Community members who stepped up to defend Col. David Augustine after a whistleblower accused him of carelessly spending public funds were right when they spoke to his good character and intentions. An independent inquiry has cleared the commander of Fort Wayne’s 122nd Fighter Wing of any wrongdoing in spending nearly $200,000 in base funds.
What the inquiry doesn’t address, however, is a perception that the money he spent might not be an appropriate use of taxpayer dollars. Should the Air National Guard spend $39,000 on holiday parties? Is it necessary and appropriate to send 85 airmen through Dale Carnegie training at $1,000 each?
At a time when the military is undergoing cost-cutting, right-sizing and furloughs, it’s appropriate to ask whether the commander should have spent $30,000 on personal office renovations.
Maj. Gen. Martin Umbarger, Indiana adjutant general, made it clear during a news conference last week that charges filed by an anonymous complainant in May were not substantiated.
But while he noted that some of the spending figures were exaggerated, he didn’t dispute that Augustine authorized spending on the costly holiday parties, off-site seminars, a $48,000 neon sign for the base and travel expenses for an English artist commissioned to do paintings of the base. The expenditures, he said, were common and acceptable practices at military bases.
That’s the point that should bother taxpayers. Why should the military follow spending practices that would be unacceptable in any other public setting?
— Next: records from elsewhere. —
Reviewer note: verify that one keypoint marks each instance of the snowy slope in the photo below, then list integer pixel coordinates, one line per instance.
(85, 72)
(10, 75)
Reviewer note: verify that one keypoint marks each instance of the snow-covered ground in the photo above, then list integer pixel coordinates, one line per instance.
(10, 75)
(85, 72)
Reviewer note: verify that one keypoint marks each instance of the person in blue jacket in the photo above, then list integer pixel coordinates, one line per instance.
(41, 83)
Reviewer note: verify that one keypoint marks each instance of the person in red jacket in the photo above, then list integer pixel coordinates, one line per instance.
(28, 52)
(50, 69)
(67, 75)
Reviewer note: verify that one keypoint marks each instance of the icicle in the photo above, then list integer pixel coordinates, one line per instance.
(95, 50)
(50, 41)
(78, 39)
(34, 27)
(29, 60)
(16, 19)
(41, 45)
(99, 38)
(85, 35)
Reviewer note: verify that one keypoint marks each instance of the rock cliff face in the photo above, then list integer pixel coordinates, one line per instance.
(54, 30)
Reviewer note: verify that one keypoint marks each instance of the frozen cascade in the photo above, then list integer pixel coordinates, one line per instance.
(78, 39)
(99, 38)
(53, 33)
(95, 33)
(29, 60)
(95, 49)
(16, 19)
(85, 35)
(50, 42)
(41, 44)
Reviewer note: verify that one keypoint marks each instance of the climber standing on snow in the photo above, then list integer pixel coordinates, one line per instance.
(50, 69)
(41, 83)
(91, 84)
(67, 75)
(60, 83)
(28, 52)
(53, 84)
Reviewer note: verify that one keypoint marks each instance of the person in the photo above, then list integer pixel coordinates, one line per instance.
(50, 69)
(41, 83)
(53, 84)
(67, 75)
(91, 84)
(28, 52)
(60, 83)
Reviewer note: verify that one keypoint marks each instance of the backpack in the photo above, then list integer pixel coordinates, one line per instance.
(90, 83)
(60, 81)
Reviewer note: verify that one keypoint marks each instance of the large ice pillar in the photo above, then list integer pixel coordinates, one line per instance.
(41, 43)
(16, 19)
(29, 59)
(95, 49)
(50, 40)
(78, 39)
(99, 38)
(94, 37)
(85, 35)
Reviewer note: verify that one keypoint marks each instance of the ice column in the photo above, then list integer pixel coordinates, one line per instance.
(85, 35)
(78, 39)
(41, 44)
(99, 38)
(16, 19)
In 2005, Gov. Mitch Daniels decided $2,000 rocking chairs at the state developmental centers were too extravagant and he sold them on eBay. In 2011, the director of the Hoosier Lottery quickly resigned after taxpayers learned of lavish accommodations there.
Make no mistake: the 122nd Fighter Wing serves an important role in northeast Indiana, and Augustine’s efforts to connect with the community are appreciated. The commander’s advocacy for the air base is admirable.
That said, just because spending for parties and office décor is allowed, doesn’t make it right. The Air National Guard’s case for preserving its presence here and in other cities is stronger, in fact, if it demonstrates responsibility to taxpayers along with its devotion to service.
Even as Rep. Marlin Stutzman and Sens. Joe Donnelly and Dan Coats fight to maintain a Guard presence here, they can best serve taxpayers by insisting that military spending here and elsewhere is essential to the mission.